To run evaluation, set your build.nvidia.com API key as the JUDGE_API_KEY variable:

export JUDGE_API_KEY=...

To customize the judge setting, see the instructions for NVIDIA Eval Factory package.

Run the evaluation:

from nemo_evaluator.api import evaluate
from nemo_evaluator.api.api_dataclasses import (
    ApiEndpoint,
    ConfigParams,
    EndpointType,
    EvaluationConfig,
    EvaluationTarget,
)

model_name = "megatron_model"
chat_url = "http://0.0.0.0:8080/v1/chat/completions/"
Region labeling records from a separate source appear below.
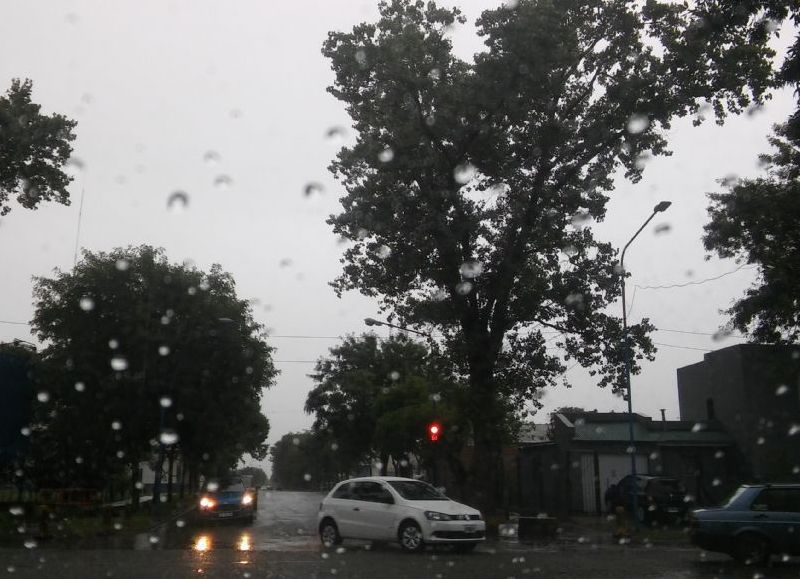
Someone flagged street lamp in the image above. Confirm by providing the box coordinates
[619,201,672,528]
[364,318,431,338]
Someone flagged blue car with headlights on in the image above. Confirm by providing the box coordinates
[689,483,800,565]
[197,480,258,523]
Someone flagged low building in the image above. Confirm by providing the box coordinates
[678,344,800,481]
[518,412,740,514]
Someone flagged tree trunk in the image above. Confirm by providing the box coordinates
[167,449,175,503]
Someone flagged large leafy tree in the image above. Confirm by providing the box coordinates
[0,79,77,215]
[323,0,773,505]
[305,334,458,473]
[703,1,800,343]
[33,246,276,496]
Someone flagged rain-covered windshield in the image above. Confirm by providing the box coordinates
[389,480,449,501]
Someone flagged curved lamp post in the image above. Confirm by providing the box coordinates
[619,201,672,528]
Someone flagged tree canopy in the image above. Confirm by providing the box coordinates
[323,0,774,508]
[28,246,276,490]
[0,79,77,215]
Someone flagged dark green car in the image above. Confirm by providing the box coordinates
[690,484,800,565]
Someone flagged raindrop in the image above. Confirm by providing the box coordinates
[64,156,86,174]
[627,113,650,135]
[378,147,394,163]
[325,125,347,139]
[158,429,178,446]
[214,174,233,191]
[303,181,325,197]
[456,281,472,296]
[458,261,483,279]
[111,356,128,372]
[167,191,189,213]
[453,163,478,185]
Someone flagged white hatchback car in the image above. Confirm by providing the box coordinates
[318,476,486,552]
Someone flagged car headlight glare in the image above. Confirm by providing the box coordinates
[425,511,453,521]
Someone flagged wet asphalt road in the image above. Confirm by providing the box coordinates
[0,492,800,579]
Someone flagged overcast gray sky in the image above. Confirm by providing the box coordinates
[0,0,793,472]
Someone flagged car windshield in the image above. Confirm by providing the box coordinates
[389,480,450,501]
[0,0,800,579]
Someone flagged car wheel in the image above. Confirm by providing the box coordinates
[319,519,342,547]
[398,521,425,553]
[734,533,769,565]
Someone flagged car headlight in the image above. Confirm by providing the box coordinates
[425,511,453,521]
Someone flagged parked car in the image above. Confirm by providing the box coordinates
[689,484,800,565]
[197,480,257,522]
[606,475,692,524]
[318,477,486,552]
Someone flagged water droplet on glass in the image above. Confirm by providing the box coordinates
[453,163,478,185]
[214,175,233,191]
[627,114,650,135]
[303,181,325,197]
[158,429,178,446]
[458,261,483,279]
[111,356,128,372]
[167,191,189,213]
[456,281,472,296]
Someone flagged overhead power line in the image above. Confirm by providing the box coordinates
[634,264,756,289]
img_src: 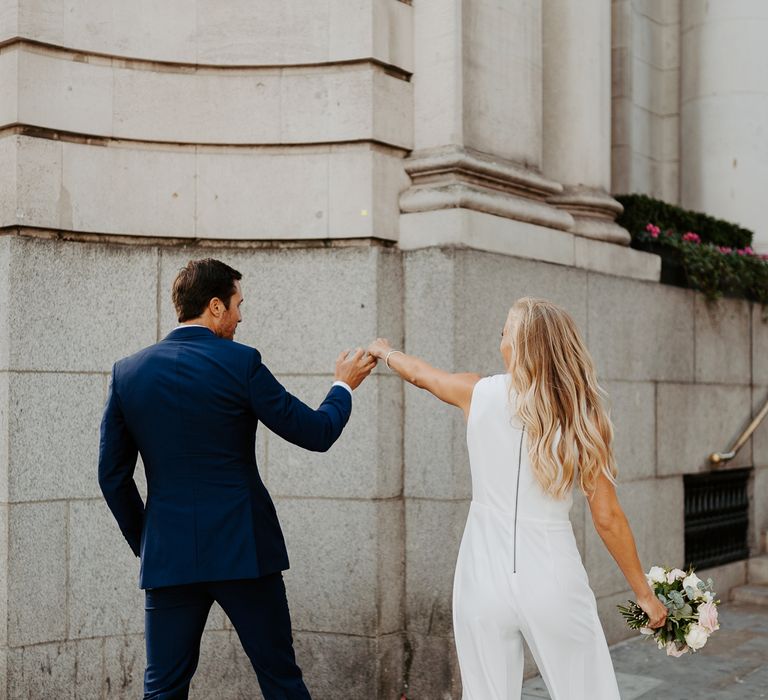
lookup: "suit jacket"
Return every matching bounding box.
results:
[99,326,352,588]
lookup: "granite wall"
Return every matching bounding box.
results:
[0,235,768,700]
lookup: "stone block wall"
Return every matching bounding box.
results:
[0,235,768,700]
[0,236,405,698]
[403,249,768,698]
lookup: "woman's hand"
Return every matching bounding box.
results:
[368,338,392,360]
[637,589,668,629]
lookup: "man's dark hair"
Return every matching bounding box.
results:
[171,258,243,323]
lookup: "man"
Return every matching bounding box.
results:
[99,259,376,700]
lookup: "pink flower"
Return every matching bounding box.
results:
[645,224,661,238]
[698,603,720,634]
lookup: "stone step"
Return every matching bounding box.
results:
[747,554,768,583]
[731,584,768,606]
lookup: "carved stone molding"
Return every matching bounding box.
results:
[548,187,631,245]
[400,146,574,230]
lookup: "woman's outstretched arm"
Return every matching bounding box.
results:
[587,474,667,628]
[368,338,480,418]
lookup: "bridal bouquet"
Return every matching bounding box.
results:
[618,566,720,656]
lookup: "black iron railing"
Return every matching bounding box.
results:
[683,467,752,569]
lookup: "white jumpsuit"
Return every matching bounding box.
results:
[453,374,619,700]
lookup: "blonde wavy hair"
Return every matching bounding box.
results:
[504,297,616,499]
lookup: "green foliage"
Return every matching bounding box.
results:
[618,195,768,308]
[616,194,753,248]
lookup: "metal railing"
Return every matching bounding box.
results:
[709,400,768,466]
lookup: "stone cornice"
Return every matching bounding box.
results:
[400,147,574,230]
[0,36,411,82]
[548,187,631,246]
[405,146,563,198]
[0,226,397,250]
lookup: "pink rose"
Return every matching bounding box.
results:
[699,603,720,634]
[667,642,688,657]
[645,224,661,238]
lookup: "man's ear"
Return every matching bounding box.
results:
[208,297,224,318]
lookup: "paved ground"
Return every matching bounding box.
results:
[523,603,768,700]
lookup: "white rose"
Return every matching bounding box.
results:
[645,566,667,583]
[683,574,701,598]
[685,625,709,651]
[667,569,685,583]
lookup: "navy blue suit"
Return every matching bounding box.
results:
[99,326,352,698]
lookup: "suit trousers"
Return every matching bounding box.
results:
[144,572,310,700]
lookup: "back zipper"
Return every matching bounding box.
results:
[512,425,525,574]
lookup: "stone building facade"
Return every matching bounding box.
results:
[0,0,768,700]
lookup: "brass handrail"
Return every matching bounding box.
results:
[709,394,768,464]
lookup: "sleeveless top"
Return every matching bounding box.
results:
[467,374,573,522]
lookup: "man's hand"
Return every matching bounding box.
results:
[368,338,392,360]
[335,348,378,389]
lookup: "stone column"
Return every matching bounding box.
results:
[542,0,630,245]
[400,0,573,262]
[681,0,768,252]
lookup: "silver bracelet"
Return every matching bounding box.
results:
[384,350,405,370]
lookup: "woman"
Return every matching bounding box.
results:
[368,297,667,700]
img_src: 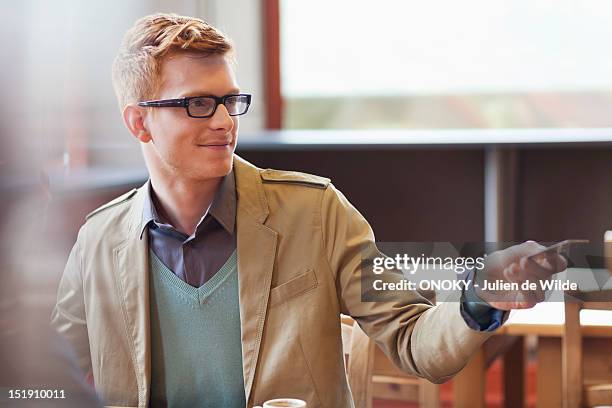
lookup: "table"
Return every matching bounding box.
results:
[453,302,612,408]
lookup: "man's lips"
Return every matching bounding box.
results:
[198,141,231,147]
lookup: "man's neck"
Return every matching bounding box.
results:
[151,175,223,235]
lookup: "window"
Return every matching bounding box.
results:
[280,0,612,129]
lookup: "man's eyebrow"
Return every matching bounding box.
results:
[179,88,240,98]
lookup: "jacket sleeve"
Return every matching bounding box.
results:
[321,184,502,383]
[51,233,91,380]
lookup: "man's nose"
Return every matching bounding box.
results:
[210,104,234,132]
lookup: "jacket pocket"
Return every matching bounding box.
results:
[270,269,318,307]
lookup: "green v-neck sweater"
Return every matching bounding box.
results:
[149,251,246,408]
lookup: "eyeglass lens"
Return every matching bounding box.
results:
[187,95,249,116]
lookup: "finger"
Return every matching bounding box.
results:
[519,257,557,280]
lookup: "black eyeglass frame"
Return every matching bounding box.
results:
[138,94,252,119]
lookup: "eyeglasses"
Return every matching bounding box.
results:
[138,94,251,118]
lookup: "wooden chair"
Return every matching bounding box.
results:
[342,316,440,408]
[562,291,612,408]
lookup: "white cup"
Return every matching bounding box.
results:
[263,398,306,408]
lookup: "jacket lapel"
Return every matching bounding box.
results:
[113,187,151,406]
[234,155,278,406]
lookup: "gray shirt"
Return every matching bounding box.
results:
[140,170,236,288]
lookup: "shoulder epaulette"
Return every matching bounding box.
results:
[260,169,331,188]
[85,188,138,220]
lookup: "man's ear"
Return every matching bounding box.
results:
[123,104,151,143]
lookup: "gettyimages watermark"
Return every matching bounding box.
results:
[361,242,612,302]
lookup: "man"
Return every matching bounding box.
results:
[53,14,563,407]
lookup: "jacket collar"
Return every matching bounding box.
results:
[113,155,278,406]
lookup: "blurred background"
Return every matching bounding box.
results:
[0,0,612,406]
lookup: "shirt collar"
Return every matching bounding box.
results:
[140,169,236,239]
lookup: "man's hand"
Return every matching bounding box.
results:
[474,241,567,310]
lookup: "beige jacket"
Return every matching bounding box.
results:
[52,156,502,408]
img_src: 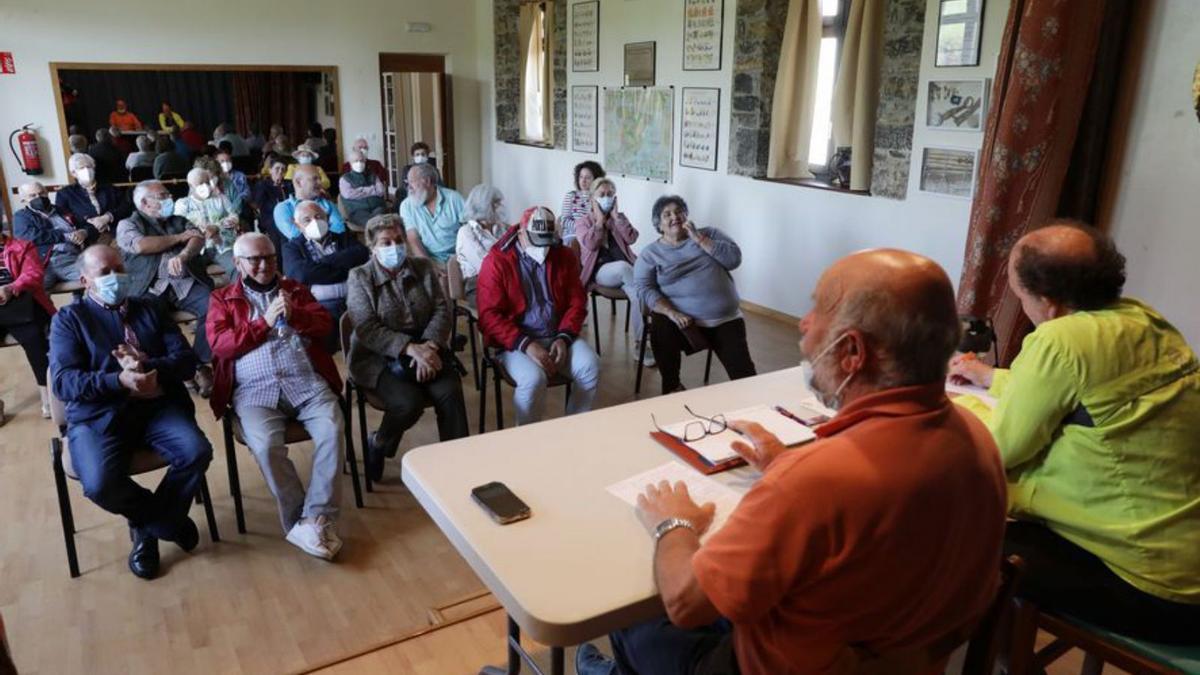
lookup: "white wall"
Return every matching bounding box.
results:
[1112,0,1200,348]
[476,0,1008,315]
[0,0,491,208]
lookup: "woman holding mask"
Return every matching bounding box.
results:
[575,177,654,366]
[347,214,467,480]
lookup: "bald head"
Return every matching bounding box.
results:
[802,249,960,389]
[1008,221,1126,314]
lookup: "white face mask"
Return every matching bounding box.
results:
[304,217,329,241]
[800,333,854,410]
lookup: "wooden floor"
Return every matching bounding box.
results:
[0,304,1112,675]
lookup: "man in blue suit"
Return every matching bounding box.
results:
[50,245,212,579]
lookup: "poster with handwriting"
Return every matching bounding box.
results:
[679,86,721,171]
[571,1,600,72]
[683,0,725,71]
[571,85,600,153]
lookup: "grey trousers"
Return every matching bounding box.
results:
[235,387,346,532]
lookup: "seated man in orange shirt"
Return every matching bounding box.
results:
[576,250,1004,675]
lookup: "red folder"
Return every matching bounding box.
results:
[650,431,746,476]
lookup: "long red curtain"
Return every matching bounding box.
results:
[233,71,313,139]
[959,0,1124,363]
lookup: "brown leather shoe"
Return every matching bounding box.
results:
[192,365,212,399]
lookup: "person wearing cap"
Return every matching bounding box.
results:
[272,165,346,239]
[12,180,95,288]
[478,207,600,424]
[342,136,388,186]
[283,144,332,190]
[283,201,371,353]
[108,98,142,131]
[337,150,388,227]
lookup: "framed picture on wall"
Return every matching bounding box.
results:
[920,148,979,199]
[571,0,600,72]
[625,42,655,86]
[679,86,721,171]
[925,79,991,131]
[934,0,984,67]
[683,0,725,71]
[571,84,600,153]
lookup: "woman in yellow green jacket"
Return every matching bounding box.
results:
[950,225,1200,644]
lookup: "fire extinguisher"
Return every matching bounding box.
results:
[8,123,42,175]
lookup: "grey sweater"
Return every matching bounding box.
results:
[634,227,742,327]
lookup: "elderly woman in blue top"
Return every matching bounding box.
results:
[634,196,755,394]
[400,163,463,266]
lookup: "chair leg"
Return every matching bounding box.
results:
[592,293,600,357]
[222,413,246,534]
[342,391,366,508]
[198,476,221,544]
[50,438,79,579]
[354,389,374,492]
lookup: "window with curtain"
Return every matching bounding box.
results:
[518,2,554,144]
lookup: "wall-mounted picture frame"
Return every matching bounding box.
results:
[683,0,725,71]
[920,148,979,199]
[571,0,600,72]
[624,42,656,86]
[925,79,991,131]
[679,86,721,171]
[571,84,600,154]
[934,0,984,68]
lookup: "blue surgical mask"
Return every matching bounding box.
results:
[800,333,854,410]
[376,244,408,270]
[91,271,132,307]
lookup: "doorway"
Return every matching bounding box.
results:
[379,53,455,187]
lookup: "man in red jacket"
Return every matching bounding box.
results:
[478,207,600,424]
[208,233,346,560]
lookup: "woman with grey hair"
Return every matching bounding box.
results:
[455,183,508,282]
[634,195,756,394]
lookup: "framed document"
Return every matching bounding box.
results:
[571,85,600,153]
[571,0,600,72]
[683,0,725,71]
[625,42,655,86]
[679,86,721,171]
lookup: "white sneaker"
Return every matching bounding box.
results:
[287,518,334,560]
[317,515,342,558]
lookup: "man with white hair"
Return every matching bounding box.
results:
[55,154,132,244]
[342,136,388,186]
[208,232,346,560]
[337,150,388,227]
[274,165,346,239]
[12,180,88,288]
[50,245,212,579]
[116,180,212,396]
[400,163,464,269]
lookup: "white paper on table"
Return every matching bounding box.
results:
[607,461,742,539]
[662,405,820,464]
[946,382,996,408]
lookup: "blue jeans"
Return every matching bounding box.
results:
[67,399,212,539]
[500,338,600,425]
[608,616,738,675]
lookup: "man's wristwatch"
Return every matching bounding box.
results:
[654,518,700,544]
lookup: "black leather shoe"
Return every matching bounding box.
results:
[167,515,200,552]
[130,527,158,579]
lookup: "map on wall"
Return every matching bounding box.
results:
[604,86,674,183]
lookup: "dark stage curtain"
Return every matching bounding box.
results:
[59,70,234,136]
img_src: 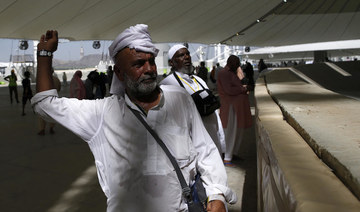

target_config = EvaluationTarget(
    api_endpoint=ApiEndpoint(url=chat_url, type=EndpointType.CHAT, model_id=model_name)
)

eval_config = EvaluationConfig(
    type="AIME_2025",
    output_dir="/results/",
    params=ConfigParams(limit_samples=10, temperature=0, top_p=0, parallelism=1),
)
results = evaluate(target_cfg=target_config, eval_cfg=eval_config)


print(results)

safety-harness

Install the nvidia-safety-harness package:

pip install nvidia-safety-harness

Deploy the judge model.

In the example below, we use the aegis_v2 task, which requires the Llama 3.1 NemoGuard 8B ContentSafety model to assess your model’s responses.

The model is available through NVIDIA NIM. See the instructions on deploying the judge model.

If you set up a gated judge endpoint, you must export your API key as the JUDGE_API_KEY variable:

export JUDGE_API_KEY=...

To access the evaluation dataset, you must authenticate with the Hugging Face Hub.
Run the evaluation:

from nemo_evaluator.api import evaluate
from nemo_evaluator.api.api_dataclasses import (
    ApiEndpoint,
    ConfigParams,
    EndpointType,
    EvaluationConfig,
    EvaluationTarget,
)

model_name = "megatron_model"
chat_url = "http://0.0.0.0:8080/v1/chat/completions/"


target_config = EvaluationTarget(
    api_endpoint=ApiEndpoint(url=chat_url, type=EndpointType.CHAT, model_id=model_name)
)
eval_config = EvaluationConfig(
    type="aegis_v2",
    output_dir="/results/",
    params=ConfigParams(
        limit_samples=10,
        temperature=0,
        top_p=0,
        parallelism=1,
        extra={
            "judge": {  # adjust to your judge endpoint
                "model_id": "llama-nemotron-safety-guard-v2",
                "url": "http://0.0.0.0:9000/v1/completions",
            }
        },
    ),
)


results = evaluate(target_cfg=target_config, eval_cfg=eval_config)


print(results)

Make sure to modify the judge configuration in the provided snippet to match your Llama 3.1 NemoGuard 8B ContentSafety endoint.